Usually, when someone requests a page that doesn’t exist, a server will return a 404 (not found) error. This HTTP response code clearly tells both browsers and search engines that the page doesn’t exist. As a result, the content of the page (if any) won’t be crawled or indexed by search engines.
About soft 404s
In addition to returning a 404 code in response to a request for a page that doesn’t exist, the server will also display a 404 page. This may be a standard "File Not Found" message, or it could be a custom page designed to provide the user with additional information.
The content of the page is entirely unrelated to the HTTP response returned by the server. Just because a page displays a 404 File Not Found message doesn’t mean that it’s a 404 page. It's like a giraffe wearing a name tag that says "dog." Just because it says it's a dog, doesn't mean it's actually a dog. Similarly, just because a page says 404, doesn't mean it's returning a 404. You can use Fetch as Google (or other tools available on the web) to verify whether the URL is actually returning the correct code.
Returning a code other than 404 or 410 for a non-existent page (or redirecting users to another page, such as the homepage, instead of returning a 404) can be problematic. Firstly, a page like this (called a "soft" 404) tells search engines that there’s a real page at that URL. As a result, that URL may be crawled and its content indexed. Because of the time Googlebot spends on non-existent pages, your unique URLs may not be discovered as quickly or visited as frequently and your site’s crawl coverage may be impacted (also, you probably don’t want your site to rank well for the search query [File not found]).

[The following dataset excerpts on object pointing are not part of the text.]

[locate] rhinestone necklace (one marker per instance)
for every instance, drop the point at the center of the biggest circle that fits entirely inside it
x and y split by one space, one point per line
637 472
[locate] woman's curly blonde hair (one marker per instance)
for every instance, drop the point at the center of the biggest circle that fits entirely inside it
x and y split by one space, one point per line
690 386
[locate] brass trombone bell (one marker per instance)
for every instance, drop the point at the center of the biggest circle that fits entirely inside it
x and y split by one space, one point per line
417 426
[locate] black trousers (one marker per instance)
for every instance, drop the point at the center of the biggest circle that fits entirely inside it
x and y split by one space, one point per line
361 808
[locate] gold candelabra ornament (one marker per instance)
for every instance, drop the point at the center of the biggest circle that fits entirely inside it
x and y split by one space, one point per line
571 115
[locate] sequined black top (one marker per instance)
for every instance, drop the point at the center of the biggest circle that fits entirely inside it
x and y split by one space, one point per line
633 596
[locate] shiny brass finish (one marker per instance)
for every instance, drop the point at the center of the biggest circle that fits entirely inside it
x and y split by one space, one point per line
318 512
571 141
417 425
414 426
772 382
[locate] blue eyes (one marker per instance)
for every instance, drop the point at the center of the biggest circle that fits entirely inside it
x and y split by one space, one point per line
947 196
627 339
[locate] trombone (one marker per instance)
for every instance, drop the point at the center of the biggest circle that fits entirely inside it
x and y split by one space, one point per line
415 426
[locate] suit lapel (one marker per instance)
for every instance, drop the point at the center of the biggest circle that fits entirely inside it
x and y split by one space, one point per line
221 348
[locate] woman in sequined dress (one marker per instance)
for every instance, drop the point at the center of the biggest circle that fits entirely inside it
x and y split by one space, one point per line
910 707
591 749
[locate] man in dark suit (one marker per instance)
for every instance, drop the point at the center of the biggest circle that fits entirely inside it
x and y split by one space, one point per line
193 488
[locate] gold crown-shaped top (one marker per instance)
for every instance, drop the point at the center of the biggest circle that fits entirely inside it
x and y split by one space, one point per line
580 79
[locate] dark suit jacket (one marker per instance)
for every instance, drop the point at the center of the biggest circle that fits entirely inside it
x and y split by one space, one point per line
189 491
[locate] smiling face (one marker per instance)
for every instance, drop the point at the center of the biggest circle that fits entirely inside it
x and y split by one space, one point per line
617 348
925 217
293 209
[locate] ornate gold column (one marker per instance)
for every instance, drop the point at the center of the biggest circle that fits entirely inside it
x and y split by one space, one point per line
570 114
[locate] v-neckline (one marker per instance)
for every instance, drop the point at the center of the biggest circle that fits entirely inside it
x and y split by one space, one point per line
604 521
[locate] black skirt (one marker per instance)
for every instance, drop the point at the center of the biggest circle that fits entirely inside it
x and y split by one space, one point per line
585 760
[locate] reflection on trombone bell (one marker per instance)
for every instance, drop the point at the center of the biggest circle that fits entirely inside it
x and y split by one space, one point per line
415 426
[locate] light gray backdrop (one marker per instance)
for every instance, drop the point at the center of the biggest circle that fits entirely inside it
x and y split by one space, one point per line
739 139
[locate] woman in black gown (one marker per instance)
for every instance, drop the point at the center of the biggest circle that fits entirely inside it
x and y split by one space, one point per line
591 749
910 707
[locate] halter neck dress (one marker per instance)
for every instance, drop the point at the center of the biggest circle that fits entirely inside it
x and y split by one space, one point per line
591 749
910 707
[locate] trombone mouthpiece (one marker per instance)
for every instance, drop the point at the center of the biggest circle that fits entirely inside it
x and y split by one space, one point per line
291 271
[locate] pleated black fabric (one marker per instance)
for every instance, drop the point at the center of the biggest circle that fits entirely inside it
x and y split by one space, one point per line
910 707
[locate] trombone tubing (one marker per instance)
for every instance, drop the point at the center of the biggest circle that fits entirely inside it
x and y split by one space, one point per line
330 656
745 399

We recommend that you always return a 404 (Not found) or a 410 (Gone) response code in response to a request for a non-existing page. You can improve the user experience by configuring your site to display a custom 404 page when returning a 404 response code. For example, you could create a page containing a list of your most popular pages, or a link to your home page, or a feedback link. You can also use the Webmaster Tools Custom 404 widget to add a search box and more site search options to your site. But it's important to remember that it’s not enough to just create a page that displays a 404 message. You also need to return the correct 404 or 410 HTTP response code.